I'm going to use this issue to republish some of the letters I've sent into Risks Digest. You should look at the
Risks Archive to see ensuing discussions.
Note that some of the submissions (such as my tirade on the stupid leap-second, have
already subsumed by other essays. This is not a complete set of my entries and some of
been slightly edited. I've also added comments in italics where appropriate.
From Risks 19.93
This seems to have gotten wide circulation in both Risks Digest and David Farber's
Interesting People List. My point is more about the powerlessness that people feel in
dealing with these kind of problems than to pick on ATT. But it is a lesson in the value
of specific rather than theoretical essays.
Date:
|
Fri, 21 Aug 1998 10:21 -0400
|
To:
|
Risks Submissions <risks@csl.sri.com>
|
From:
|
Sample@Frankston.com
|
Subject:
|
AT&T and snails
|
Using Quicken I sent a payment to my ATT wireless account. A few weeks later they
started dunning me though the payment was clearly listed and processed. But it hadn't
cleared. After a while I looked at the payee record and noticed it was queued for
electronic payment. But that confuses ATT wireless which claims to not accept electronic
payments. So I try again but notice that my paper payment is coerced into an electronic
payment automatically. I finally figure out that if, instead of paying "ATT Wireless
Services", I add a {} comment to the end, it remains a paper payment. At least on my
side.
I figured this out when one of the ATT billing people called me on the phone. She said
she would note that the payment is on the way. Just got another call from someone at ATT
wireless demanding payment. Of course, nothing in my record and once again told me that
ATT doesn't handle accept electronic payments and that everyone places a check on the back
of a snail (OK, snailmail might not be a fair term but it seems most appropriate or, at
least, colorful here). Of course, this is nonsense considering the demographics of the PCS
early adopters.
Maybe I shouldn't be surprised since this is the same company that has been sending me
a monthly bill for a $.15 credit on an old home office line for over a year.

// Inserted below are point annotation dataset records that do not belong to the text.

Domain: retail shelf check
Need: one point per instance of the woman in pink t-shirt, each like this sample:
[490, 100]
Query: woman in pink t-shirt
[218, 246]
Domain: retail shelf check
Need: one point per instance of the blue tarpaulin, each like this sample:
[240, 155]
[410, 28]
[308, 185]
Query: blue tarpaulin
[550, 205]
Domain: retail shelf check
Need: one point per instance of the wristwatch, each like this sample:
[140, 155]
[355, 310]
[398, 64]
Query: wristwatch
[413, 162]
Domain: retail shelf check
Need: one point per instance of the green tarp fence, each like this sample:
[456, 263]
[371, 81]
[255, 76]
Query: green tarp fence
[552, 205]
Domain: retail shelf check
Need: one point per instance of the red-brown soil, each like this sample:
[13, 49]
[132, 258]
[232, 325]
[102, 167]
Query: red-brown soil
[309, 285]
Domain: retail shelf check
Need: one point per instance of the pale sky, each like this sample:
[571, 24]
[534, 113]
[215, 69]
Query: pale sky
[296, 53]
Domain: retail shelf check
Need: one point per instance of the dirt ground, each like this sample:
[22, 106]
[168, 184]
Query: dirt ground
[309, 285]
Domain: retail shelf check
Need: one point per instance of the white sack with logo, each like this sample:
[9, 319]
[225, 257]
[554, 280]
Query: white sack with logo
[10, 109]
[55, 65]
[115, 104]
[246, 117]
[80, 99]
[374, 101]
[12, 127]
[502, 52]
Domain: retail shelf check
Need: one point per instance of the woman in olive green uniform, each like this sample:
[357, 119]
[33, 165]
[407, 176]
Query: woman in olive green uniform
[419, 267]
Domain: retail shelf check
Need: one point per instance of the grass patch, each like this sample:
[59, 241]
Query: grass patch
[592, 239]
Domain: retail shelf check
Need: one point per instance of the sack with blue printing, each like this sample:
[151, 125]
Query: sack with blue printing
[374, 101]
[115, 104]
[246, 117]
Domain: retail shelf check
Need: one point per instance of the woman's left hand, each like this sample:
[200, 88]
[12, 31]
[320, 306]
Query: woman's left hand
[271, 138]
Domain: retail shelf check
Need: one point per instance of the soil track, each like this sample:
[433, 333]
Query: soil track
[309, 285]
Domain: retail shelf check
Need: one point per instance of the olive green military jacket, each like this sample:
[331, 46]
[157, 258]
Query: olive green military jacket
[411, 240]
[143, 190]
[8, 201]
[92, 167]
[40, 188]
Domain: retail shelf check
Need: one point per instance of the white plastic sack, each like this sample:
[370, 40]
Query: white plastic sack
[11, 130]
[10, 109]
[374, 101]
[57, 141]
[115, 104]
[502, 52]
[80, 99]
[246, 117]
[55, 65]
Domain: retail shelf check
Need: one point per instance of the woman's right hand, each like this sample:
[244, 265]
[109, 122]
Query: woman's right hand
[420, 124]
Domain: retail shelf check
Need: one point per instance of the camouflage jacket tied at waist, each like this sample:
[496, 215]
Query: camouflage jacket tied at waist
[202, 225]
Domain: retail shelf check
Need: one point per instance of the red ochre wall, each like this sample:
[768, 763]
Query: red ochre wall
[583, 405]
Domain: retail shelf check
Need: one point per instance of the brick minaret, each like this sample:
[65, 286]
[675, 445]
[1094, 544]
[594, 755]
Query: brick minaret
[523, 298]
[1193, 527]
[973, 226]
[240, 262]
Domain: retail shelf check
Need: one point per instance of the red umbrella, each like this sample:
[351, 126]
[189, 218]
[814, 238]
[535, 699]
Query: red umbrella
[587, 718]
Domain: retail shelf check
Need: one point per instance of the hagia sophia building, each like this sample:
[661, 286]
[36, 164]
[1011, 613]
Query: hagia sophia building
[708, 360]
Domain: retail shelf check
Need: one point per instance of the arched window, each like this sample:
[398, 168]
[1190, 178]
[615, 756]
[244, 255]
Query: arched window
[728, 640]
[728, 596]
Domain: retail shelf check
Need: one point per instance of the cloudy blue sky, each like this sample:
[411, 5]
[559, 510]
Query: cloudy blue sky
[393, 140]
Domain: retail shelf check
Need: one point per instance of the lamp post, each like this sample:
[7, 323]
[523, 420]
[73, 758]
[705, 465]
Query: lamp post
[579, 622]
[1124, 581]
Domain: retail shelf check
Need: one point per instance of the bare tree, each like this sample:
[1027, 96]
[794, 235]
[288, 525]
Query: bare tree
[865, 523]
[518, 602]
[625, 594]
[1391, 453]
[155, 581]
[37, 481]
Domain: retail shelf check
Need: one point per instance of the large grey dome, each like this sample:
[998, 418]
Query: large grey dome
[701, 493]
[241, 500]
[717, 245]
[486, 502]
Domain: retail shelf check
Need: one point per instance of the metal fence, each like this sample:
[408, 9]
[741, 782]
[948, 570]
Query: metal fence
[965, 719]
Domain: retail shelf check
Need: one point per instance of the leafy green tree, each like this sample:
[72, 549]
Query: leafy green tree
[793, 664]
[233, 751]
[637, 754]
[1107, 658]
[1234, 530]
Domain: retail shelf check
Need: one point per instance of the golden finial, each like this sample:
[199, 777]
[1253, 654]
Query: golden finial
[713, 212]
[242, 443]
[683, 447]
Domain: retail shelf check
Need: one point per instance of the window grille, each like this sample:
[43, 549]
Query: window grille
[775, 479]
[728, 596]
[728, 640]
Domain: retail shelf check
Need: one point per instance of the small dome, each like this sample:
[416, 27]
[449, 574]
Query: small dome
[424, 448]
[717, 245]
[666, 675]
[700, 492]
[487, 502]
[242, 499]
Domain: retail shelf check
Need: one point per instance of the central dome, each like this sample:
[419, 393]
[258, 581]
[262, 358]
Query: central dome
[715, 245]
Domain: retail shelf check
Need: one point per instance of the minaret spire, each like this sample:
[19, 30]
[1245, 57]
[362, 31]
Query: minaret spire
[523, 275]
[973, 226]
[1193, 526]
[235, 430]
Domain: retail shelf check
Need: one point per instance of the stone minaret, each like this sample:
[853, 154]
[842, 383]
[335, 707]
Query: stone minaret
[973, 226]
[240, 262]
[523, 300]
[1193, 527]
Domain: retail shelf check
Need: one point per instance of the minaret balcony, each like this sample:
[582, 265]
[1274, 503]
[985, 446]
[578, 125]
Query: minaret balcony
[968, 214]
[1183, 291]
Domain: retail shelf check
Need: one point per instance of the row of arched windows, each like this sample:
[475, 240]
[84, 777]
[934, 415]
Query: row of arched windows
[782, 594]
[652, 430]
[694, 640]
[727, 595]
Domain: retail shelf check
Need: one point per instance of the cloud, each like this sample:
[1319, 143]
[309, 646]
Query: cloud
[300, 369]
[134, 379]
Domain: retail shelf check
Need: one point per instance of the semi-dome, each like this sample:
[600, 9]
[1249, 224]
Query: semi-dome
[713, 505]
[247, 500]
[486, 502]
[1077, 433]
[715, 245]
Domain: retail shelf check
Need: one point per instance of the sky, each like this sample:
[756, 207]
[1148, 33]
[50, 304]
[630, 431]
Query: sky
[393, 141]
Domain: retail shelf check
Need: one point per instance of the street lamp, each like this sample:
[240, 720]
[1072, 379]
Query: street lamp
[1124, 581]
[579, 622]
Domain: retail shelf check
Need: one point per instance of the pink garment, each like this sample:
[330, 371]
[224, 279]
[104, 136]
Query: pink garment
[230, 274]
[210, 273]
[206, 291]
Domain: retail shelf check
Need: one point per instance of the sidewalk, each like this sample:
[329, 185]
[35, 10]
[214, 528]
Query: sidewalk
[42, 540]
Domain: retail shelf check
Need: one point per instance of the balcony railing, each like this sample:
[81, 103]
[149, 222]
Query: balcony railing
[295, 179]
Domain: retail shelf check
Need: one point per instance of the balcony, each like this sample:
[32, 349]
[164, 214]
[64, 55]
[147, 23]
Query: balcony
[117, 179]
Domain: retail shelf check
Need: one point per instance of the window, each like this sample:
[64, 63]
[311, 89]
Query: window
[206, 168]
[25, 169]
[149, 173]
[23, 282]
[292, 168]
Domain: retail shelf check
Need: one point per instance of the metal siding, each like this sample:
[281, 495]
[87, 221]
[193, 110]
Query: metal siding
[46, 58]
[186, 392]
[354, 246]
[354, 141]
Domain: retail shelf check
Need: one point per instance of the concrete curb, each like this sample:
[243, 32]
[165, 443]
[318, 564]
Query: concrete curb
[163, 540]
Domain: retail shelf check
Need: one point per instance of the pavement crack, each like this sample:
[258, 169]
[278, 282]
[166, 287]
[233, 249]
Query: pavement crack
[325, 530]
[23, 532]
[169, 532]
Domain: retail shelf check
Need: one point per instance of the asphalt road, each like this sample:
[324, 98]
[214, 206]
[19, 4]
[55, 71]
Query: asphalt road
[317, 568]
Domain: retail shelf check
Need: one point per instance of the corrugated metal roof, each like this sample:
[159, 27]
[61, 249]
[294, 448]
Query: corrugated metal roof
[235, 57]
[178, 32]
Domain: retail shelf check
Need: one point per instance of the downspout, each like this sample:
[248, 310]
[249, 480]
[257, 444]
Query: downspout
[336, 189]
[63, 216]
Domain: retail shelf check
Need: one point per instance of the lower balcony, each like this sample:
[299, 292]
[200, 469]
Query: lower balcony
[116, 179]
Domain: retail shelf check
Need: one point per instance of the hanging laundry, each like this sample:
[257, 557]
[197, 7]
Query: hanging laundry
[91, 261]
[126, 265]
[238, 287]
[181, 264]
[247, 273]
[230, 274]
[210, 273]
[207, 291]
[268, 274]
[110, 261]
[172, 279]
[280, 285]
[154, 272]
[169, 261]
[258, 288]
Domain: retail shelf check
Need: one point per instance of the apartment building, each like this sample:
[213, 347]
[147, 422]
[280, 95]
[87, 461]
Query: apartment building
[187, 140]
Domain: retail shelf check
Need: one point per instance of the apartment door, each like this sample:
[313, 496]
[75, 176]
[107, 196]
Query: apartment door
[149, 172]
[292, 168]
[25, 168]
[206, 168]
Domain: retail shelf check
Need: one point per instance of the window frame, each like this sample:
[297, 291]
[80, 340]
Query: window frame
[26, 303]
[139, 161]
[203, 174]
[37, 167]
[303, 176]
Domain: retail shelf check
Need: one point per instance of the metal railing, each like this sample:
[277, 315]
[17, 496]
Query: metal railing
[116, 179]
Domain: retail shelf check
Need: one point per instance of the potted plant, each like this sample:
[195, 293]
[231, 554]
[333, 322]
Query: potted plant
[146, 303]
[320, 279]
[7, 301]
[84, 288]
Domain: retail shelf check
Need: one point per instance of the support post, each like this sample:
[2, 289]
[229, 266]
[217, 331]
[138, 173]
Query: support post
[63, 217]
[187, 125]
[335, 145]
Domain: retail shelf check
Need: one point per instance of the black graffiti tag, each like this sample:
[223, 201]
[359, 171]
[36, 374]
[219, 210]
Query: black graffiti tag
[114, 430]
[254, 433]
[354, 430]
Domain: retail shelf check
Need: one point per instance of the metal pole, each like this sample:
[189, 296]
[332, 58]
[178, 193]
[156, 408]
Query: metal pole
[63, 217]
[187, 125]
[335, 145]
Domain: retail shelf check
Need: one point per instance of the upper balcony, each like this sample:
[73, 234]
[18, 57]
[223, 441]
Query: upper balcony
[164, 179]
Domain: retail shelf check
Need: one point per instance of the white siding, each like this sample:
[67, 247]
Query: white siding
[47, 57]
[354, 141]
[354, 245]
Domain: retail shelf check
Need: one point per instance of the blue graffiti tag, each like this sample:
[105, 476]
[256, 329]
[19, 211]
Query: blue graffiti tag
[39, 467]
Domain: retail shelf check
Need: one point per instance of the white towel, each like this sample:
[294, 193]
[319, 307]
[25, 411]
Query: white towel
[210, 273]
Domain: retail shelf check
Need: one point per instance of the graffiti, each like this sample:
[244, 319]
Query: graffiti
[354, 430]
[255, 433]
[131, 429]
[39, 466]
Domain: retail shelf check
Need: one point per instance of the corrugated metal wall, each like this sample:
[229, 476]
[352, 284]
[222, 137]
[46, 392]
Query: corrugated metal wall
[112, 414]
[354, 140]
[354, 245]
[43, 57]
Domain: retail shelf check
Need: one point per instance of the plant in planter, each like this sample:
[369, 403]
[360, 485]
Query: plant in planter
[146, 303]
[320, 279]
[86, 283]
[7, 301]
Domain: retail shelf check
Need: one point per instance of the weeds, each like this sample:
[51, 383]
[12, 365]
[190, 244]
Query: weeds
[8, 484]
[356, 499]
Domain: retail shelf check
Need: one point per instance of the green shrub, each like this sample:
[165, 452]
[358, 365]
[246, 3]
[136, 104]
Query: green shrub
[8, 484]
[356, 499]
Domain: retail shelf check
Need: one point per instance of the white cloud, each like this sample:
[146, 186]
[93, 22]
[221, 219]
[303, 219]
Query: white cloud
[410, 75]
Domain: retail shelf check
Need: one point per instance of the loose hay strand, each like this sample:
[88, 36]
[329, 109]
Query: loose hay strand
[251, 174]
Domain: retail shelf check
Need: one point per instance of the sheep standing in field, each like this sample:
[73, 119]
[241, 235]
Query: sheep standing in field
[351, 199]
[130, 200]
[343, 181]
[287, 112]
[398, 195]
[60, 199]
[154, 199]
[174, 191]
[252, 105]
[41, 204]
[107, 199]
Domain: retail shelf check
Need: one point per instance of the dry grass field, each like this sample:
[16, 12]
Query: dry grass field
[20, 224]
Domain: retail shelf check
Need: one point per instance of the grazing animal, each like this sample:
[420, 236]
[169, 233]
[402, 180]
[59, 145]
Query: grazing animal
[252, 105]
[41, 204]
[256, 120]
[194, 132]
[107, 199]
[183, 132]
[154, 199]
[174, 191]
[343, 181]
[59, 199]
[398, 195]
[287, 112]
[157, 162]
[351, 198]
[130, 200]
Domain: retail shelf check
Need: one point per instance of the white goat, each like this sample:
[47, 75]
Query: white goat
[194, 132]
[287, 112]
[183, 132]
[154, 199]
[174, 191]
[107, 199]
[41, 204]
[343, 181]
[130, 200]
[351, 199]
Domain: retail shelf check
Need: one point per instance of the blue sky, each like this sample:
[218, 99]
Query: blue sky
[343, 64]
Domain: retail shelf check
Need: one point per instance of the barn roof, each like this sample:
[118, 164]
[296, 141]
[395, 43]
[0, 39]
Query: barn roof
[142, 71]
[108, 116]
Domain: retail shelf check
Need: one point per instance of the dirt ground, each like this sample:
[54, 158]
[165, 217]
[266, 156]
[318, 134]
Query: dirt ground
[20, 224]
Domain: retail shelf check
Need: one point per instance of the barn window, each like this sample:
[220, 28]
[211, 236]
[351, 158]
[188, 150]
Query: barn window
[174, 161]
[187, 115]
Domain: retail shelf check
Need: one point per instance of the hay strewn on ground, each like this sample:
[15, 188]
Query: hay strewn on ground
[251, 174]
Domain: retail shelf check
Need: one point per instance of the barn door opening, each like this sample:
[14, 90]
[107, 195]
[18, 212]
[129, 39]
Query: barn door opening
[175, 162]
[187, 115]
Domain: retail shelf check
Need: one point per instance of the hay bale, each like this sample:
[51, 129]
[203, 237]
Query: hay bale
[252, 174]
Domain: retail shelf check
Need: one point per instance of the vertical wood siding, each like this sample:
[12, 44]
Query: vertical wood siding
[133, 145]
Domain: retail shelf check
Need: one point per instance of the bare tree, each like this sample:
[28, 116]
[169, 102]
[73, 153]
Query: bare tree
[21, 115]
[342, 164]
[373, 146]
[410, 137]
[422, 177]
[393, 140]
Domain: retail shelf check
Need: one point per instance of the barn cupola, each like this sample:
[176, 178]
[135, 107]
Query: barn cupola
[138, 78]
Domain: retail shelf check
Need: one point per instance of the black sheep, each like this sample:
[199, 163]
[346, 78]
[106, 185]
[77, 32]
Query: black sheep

My real puzzle is why ATT doesn't seem to have a clue that it is their fault that the
payment is coerced to an electronic payment and that someone should attempt to solve it.
The larger issue is that whether a problem is caused by new technologies or more
traditional problems, I'm struck by the lack of an attitude that problems are there to be
solved instead of simply suffered. It is a reaction consistent with dealing with any
bureaucracy but for those of (some of) us reading this list they are teething problems
which need attention.
From Risks 19.85
In my ongoing role of being the naive* contrarian ....
I'm concerned about all the Y2K discussion that focuses on prevention and little, if
any, discussions of contingency plans. This represents a basic misunderstanding of how to
deal effectively technology. I use the term "ballistic automation" for the
clockwork-like model of automation in which one sets up all the rules and the system just
runs without ongoing intervention and tweaking.
In any system, there will be surprises and failures. While prevention is great, it is
never complete. Instead one must prepare for failures. We must assume that there will be
pervasive Y2K failures. The question is how do we survive and recover from them. Such
planning has a higher value than Y2K prevention in that they basis for resilience that can
deal with failures in general and, as a side benefit, provides better security since
security breaches are simply failures.
And Y2K is only one of many problems. There are many limited-size fields including
other clocks (like the Unix one due to expire in 2037?)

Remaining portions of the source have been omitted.